Preface: The Oxford English Dictionary (OED) defines a Citizen Scientist a member of the general public who undertakes scientific work in collaboration with or under the direction of professional scientists and/or scientific institutions. The OED currently has no definition for either Data Science (it is also not recognized as a legitimate science by any scientific body in the world) or Data Scientist aka Unicorn.
The notion of Data Science was born from the recent idea that “if you have enough data, you don’t need much (if any) science” to divine the truth and foretell the future” (as opposed to the long established rigors of Statistical or Actuarial Science which most times requires painstaking efforts and substantial time to produce their version of “the truth”). Practitioners’ of this so-called science are the self-proclaimed Data Scientists, purported to be the “sexiest job” one can have today. The Data Scientist is a catchall role, which defies a common definition, but claims that; “We can do anything you want with any data that you have” (akin to “Torturing the Data to obtain some version of the Truth”). Much of the hype of Data Science has been coupled with the virtues of Big Data (and all that entails). Now that we are starting to see Big Data wane and without much of a solid foundation built to date, it has become clear to me (and many others no doubt) that Data Science is on the cusp of being relegated to the “Junk Science” rubbish bin in fairly short order. I for one will not mourn the death of Data Science, or the abatement of hype surrounding it (much less Big Data).

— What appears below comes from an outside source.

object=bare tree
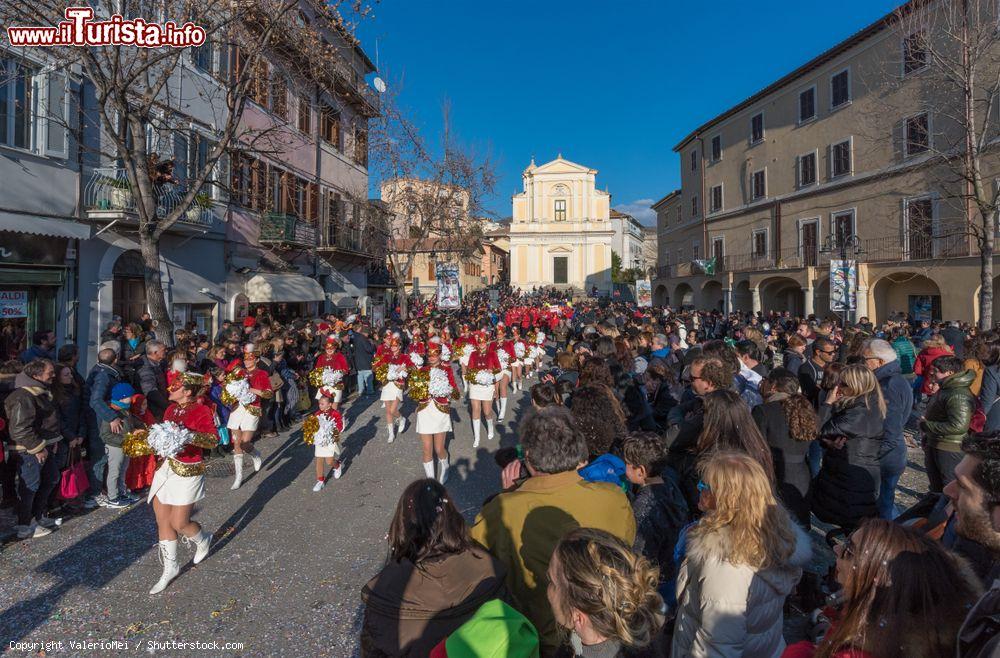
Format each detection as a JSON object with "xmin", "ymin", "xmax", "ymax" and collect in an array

Rather than embracing this untested (and perhaps doomed) form of science and aimlessly searching for Unicorns aka Data Scientists, to pay vast sums to, many Organizations are now embracing the idea of “making everyone Data & Analytics Literate”. This leads me to what my column is really meant to focus on; The Rise of the Citizen Scientist.
The Citizen Scientist is not a new idea whatsoever having seen action in the Space & Earth Sciences world for decades now (NASA SETI) and has really come into its own as we enter “The Age of Open Data”. Given the exponential growth of Open Data initiatives across the world (the UK remains the leader, but has growing competition from all geographies) the need for Citizen Scientists is now paramount. As Governments open up of vast repositories of new data of every type, the opportunity for these same Governments (and Commercial interests) to leverage the passion, skills & collective know-how of Citizen Scientists to help garner deeper insights into the Scientific & Civic challenges of the day is substantial. They then can take this knowledge and the collective energy of the Citizen Scientist community to develop common solution sets and applications to meet the needs of all their Constituencies without expending much in terms of financial resources or suffering substantial development time lags. This can be a windfall of benefits for every level (National to Local) or type of Government (or Industry sector) found around the world.

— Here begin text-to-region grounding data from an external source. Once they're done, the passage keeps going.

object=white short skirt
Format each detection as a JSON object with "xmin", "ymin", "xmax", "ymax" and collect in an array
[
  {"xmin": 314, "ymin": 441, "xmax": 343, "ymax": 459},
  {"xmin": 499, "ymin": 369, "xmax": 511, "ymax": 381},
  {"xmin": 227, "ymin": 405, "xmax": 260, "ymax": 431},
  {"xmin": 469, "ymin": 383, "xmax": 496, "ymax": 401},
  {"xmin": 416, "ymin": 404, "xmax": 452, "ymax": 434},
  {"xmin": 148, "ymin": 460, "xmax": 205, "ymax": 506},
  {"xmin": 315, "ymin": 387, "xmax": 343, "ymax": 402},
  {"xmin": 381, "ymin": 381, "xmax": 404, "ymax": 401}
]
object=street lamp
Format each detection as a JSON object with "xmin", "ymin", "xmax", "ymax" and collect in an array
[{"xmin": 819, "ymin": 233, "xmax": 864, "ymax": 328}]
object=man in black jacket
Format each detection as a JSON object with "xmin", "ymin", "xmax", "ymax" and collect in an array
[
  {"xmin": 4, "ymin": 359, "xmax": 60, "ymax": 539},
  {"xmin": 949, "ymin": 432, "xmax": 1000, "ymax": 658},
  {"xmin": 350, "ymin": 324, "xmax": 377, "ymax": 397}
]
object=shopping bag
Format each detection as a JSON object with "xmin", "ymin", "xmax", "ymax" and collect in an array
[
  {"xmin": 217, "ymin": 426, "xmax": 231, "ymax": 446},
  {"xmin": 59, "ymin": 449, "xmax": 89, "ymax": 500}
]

The use of Citizen Scientists to tackle so-called “Grand Challenge” problems has been a driving force behind many Governments’ commitments to and investments in Open Data to date. There are so many challenges in governing today that it would be foolish to not employ these very capable resources to help tackle them. The benefits manifested from this approach are substantial and well proven. Many are well articulated in the Open Data Success Stories to date. Additionally, one only need to attend a local “hack fest” to see how engaged Citizen Scientists are of all age, gender & race and to feel the sense of community that these events foster as everyone focuses on the challenge(s) at hand and works diligently to surmount them using very creative approaches. To get a flavor as to some of the larger challenges being addressed by Citizen Scientists & Governments you can visit the (US) Citizen Science Alliance site (http://www.citizensciencealliance.org/index.html) or the (UK) (http://www.ukeof.org.uk/our-work/citizen-science).

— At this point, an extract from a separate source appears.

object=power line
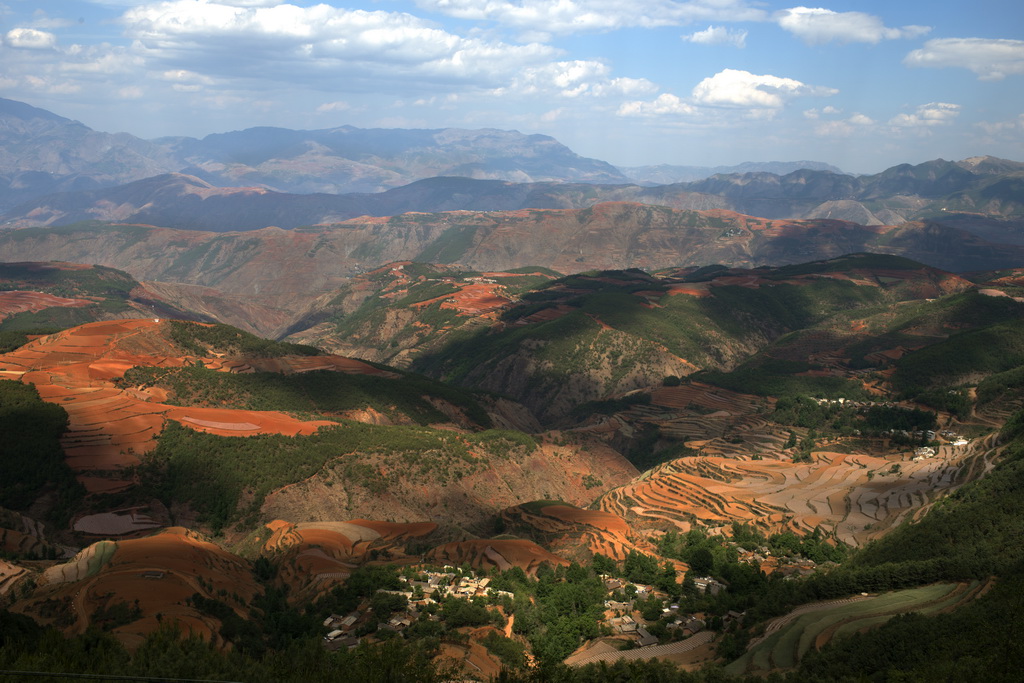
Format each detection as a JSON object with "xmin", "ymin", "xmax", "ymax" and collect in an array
[{"xmin": 0, "ymin": 671, "xmax": 245, "ymax": 683}]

As Open Data becomes pervasive in use and mature in respect to the breadth & richness of the data sets being curated, the benefits returned to both Government and its Constituents will be manifold. The catalyst to realizing these benefits (and attendant ROI) will be the role of the Citizen Scientist. Citizen Scientists are not going to be Statisticians, Actuaries or so-called Data Scientists, but ordinary people with a passion for science and learning and a desire to contribute to solving the many Grand Challenges facing society at large. I believe that their efforts will do more to turn the tide on societal and environmental challenges than all other undertakings combined.
 Neither Data Science nor Data Scientist merits an entry in the current OED.
 Junk Science is commonly regarded as; “untested or unproven theories presented as scientific fact”. In Actuarial terminology it constitutes “Unsound Results”.